Tuesday, September 2, 2008

Asterisk

About two years ago it became apparent that our current phone system was not long for this world. As we began to search for a replacement, we discovered Asterisk, an open source voice over IP PBX. We downloaded it, installed it on an old machine, and began testing and developing it. After a while we were far enough along that we needed some real phones, not just the software ones, so we purchased a batch of phones for testing. We tried phones from Polycom, Linksys, Grandstream, Snom, and Aastra. After about three weeks of testing we sent back all the phones except the Grandstream and the Snom.

In that first round of testing we liked the Polycom a lot, but we noticed that there were problems getting it to hang up reliably. The receiver would appear to be hung up but would be slightly off hook. The Grandstream had issues, but many of those were fixed by a firmware update about halfway through our testing. We felt the Linksys was light on features but very well made, and nobody liked the Aastra. The Snom is a great phone but has so many buttons it would be very confusing for our pastors.

About a year ago we replaced our old voice mail system with the Asterisk, making the first step of the transition.

About a week ago we started to receive reports that the church phone was not answering. As we tested it, we found that the old system would intermittently just ignore calls. We tested it and everything claimed to be working, but it clearly was not. Uh oh. Time to move on the replacement.

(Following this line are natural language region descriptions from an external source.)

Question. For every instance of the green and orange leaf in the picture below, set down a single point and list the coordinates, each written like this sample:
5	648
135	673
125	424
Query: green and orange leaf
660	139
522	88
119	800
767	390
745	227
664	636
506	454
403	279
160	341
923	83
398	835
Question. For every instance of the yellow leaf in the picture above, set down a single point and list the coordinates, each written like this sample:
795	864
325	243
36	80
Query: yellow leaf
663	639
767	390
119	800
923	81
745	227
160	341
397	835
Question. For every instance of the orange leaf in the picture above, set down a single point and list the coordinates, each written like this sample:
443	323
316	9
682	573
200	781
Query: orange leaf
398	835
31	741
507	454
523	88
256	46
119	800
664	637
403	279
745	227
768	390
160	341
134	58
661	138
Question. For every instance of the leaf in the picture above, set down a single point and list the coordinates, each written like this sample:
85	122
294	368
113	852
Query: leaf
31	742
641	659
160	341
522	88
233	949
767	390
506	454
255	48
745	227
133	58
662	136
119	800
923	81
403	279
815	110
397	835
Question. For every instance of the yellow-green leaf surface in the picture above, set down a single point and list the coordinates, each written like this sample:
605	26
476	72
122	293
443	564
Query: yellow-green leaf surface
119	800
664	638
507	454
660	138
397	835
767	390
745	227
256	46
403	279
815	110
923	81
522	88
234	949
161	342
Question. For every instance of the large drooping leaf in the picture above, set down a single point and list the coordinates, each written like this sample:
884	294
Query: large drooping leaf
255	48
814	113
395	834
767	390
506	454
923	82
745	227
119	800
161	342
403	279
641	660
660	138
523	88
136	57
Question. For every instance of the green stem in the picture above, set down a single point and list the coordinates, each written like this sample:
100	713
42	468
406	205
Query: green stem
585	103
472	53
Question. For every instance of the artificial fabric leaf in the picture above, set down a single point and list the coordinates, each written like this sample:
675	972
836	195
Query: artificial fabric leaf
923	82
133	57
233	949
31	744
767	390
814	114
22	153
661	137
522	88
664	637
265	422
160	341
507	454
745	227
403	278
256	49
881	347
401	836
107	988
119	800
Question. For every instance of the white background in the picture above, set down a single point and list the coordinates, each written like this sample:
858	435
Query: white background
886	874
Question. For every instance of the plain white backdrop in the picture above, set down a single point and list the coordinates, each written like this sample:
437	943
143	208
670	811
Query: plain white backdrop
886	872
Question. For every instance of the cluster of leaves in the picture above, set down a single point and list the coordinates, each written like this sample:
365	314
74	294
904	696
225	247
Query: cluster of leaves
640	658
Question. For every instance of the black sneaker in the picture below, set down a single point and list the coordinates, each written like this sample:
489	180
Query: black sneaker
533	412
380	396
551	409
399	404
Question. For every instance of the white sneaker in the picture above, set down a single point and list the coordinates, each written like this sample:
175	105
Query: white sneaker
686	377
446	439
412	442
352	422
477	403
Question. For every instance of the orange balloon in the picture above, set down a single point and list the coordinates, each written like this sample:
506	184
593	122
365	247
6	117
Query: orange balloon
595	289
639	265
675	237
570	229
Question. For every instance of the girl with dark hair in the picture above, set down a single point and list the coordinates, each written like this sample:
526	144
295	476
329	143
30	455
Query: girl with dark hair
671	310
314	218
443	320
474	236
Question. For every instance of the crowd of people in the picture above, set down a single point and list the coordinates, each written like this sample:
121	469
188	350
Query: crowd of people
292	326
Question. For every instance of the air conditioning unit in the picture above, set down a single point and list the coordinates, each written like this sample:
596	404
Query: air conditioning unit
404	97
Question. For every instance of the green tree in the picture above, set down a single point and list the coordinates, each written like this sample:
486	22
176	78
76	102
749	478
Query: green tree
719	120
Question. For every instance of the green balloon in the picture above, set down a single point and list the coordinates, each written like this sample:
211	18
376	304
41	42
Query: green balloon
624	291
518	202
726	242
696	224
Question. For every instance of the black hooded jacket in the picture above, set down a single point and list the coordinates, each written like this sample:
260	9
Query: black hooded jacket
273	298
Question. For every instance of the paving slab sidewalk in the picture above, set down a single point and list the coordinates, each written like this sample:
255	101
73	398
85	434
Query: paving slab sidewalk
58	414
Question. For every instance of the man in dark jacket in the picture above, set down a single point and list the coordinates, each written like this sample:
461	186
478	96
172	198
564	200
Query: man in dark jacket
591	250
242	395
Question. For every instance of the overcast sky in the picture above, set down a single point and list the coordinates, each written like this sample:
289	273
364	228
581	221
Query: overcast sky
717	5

So this weekend we connected our T1 directly to the Asterisk instead of breaking it out to analog channels and running it through the old NEC. All incoming calls now are processed by the asterisk first, and then are transferred to the NEC. Outgoing calls are sent over analog lines to the Asterisk, which then connects them with the telco.

After much testing and a little tweaking it is working, and quite well. Today we are deploying the second round of testing phones. We are trying the Linksys again, a Polycom 430, and the Grandstream 2020. We also still have the Grandstream 2000 from last time, the Snom 360 and the Polycom 320 we plan to deploy to locations that don't need a desk phone. Our POE switches should arrive today, allowing us to prep the next phase of transition.

On the whole, the asterisk is amazing. The last time I put in a phone system I spent somewhere in the neighborhood of $100K and it involved working for months with an outside contractor. This time my IT team has been able to build the phone system as a project, and we are doing the deployment ourselves. The savings are huge. If you haven't considered asterisk for your next phone system, now's the time to look into it.